Mr McGuinness accused Arlene Foster, the first minister and leader of the DUP, of “a clear conflict of interest” over her role in a botched green energy scheme that could cost Northern Ireland’s taxpayers at least £400m.

The departure of the Sinn Féin deputy first minister is likely to trigger fresh elections to the Stormont regional assembly less than a year after the previous ones. In his resignation letter to the Speaker of the Northern Ireland assembly, Mr McGuinness said: “We now need an election to allow the people to make their own judgment on these issues democratically at the ballot box.”

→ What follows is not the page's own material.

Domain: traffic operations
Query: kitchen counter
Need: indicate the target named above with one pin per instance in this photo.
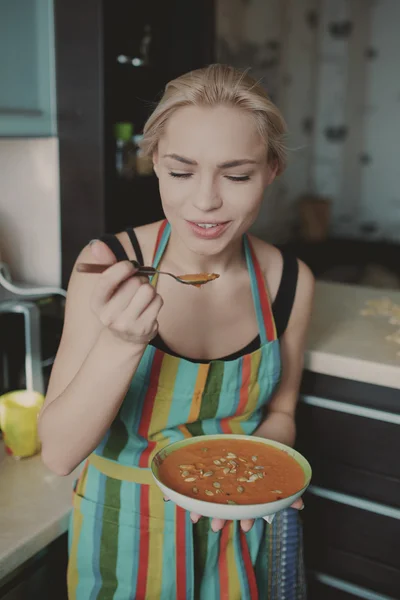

His resignation means Northern Ireland is in effect without executive leadership, since the office of first minister and deputy first minister is a shared one. Neither Ms Foster nor Mr McGuinness can carry out their functions without the co-operation of the other, and Sinn Féin did not name a replacement.

Mr McGuinness’s move will test the 1998 Good Friday Agreement, which ended 30 years of conflict in Northern Ireland. It created the institutions that govern the province and stipulates that unionists and nationalists must govern in coalition. Jim Allister, an independent unionist member of the assembly, tweeted: “I’ve long said mandatory coalition would implode. Today it has.”

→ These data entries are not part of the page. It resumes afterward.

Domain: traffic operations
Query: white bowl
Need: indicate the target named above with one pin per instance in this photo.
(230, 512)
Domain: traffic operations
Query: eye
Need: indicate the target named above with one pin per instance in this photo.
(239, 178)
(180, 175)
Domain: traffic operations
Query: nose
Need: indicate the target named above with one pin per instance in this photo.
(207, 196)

Any fresh elections in Northern Ireland could have implications for the UK government’s plans to trigger Article 50 for leaving the EU by the end of March.

The Supreme Court in London is due to rule this month on issues of constitutional law affecting Article 50. If it rules the devolved governments of Scotland, Wales and Northern Ireland must first be consulted, a delay might follow while a government in Stormont is formed.

At the heart of the dispute between the DUP and Sinn Féin is the renewable heating incentive, introduced by Ms Foster when she was enterprise minister in 2012. It was designed to encourage industry to switch to green energy sources but costs ballooned out of control because subsidies were not capped.

Ms Foster has refused to quit and accused her opponents of misogyny. She told a newspaper at the weekend: “If there is an election, there is an election.”